| Some counter points. On the die size argument, which I see being echoed a lot online: Why would a customer care or factor that into their purchasing decisions? Saying that these dGPUs with large dies are what is going to put Intel out of business is ludicrous and the Xe cores are shared amongst many of Intel's most lucrative products. You can afford larger dies on N4 compared to when the 40-series were launched. It's no longer the leading edge node and yields have likely improved. dGPUs have pretty expensive GDDR modules, I do not have data on the exact proportion but I would bet that the memory modules is the more important line item. BoM matters less on lower volume (compared to mobile SoCs) dGPU units. Masks masks, R&D and validation are big fixed up-front costs. Recurring software support is also independent of how many units get sold. Xe cores are shared by many Intel products (client & server CPUs, datacenter GPUs and gaming GPUs). B580 is widely popular for gamers, Intel cannot keep up the demand at the moment.
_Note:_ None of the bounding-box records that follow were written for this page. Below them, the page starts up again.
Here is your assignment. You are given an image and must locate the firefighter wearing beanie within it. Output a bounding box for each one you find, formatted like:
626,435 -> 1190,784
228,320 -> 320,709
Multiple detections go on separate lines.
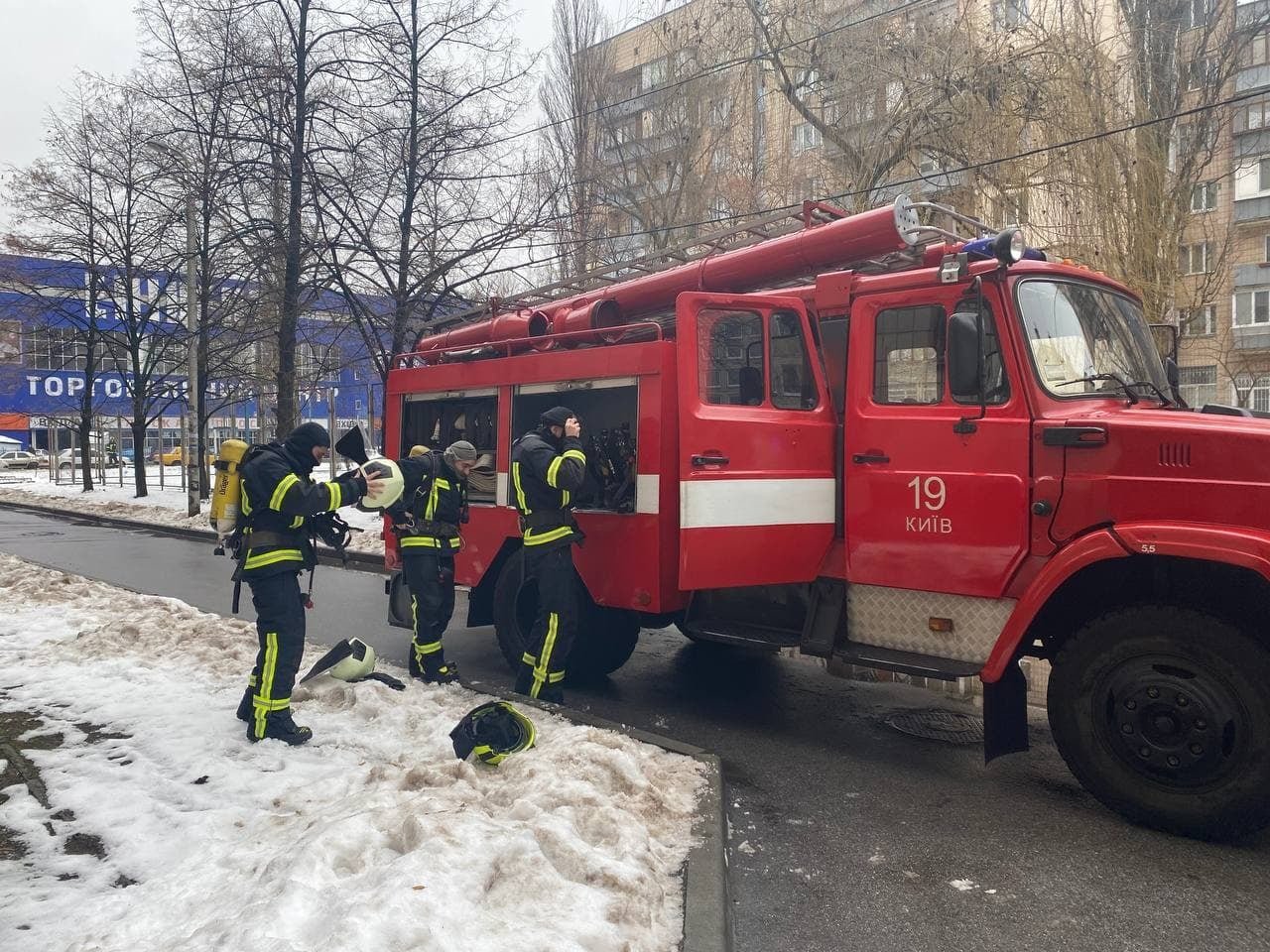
237,422 -> 378,745
512,407 -> 586,703
385,439 -> 476,684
I doubt they need to unlock SRIOV on the gaming segment dGPUs to get rid of stock, as you seem to suggest. Their datacenter GPUs [1] offer support for SRIOV, as you probably already know, so I assume you are bemoaning market segmentation. [1] https://www.youtube.com/watch?v=tLK_i-TQ3kQ -- Wendell's video on Flex 170 GPU from Intel - Subscription Free GPU Accelerated VDI on Proxmox 8.1 |
Of course consumers don't care about die size and cost, only the value of the end product. The problem is intel and their negative margins. Maybe people are too blitz scale brained but running a negative margin hardware business is a really bad idea. Typically they target 50% margins.
Now if intel was healthy maybe they could survive a few negative margin products by subsidizing from their profitable SKUs. However intel is not healthy and reported losses every quarter last year. It's a sinking ship and they need a come to Jesus monent before they go bankrupt.
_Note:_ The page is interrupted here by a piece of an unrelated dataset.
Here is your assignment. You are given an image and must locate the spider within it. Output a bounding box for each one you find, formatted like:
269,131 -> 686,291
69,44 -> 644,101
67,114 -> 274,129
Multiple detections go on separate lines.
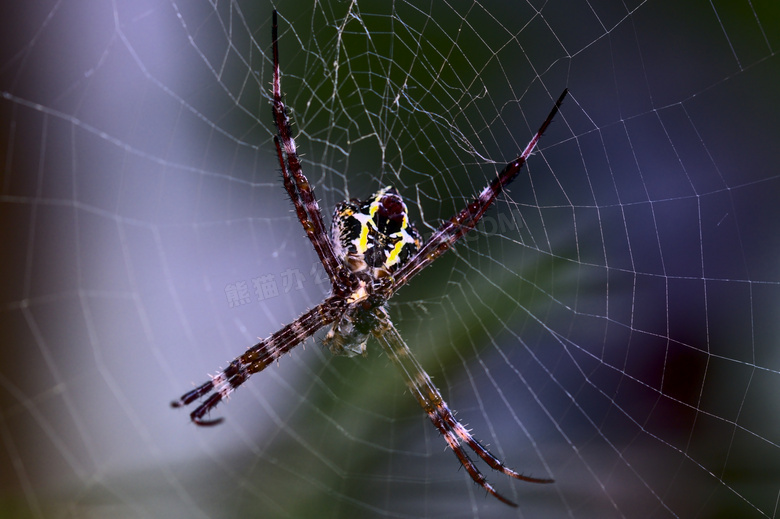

I'm arguing that their product segmentation strategy is stuck in the past and a significant reason why they're unprofitable. On desktop CPUs they lock ECC even though the Xeons are cheaper because they remove the E cores so AVX512 will work. On dGPUs they lock out SRIOV even though the desktop iGPUs support it. On the server they created accelerators which they then tried to charge for which means no one bothered to write integrations to make it work with their software. It's a broken culture which is so up it's own ass that management only cares about intel and is completely disconnected from the customers. Intel needs product features and value differentiators that aren't just negative margin products, changing product segmentation is low hanging fruit.
Being intransigent and the same as the competition but slightly worse had led them to unprofitability and soon, bankrupty. Interest rates are going up and companies carrying debt are going to be in a rough spot.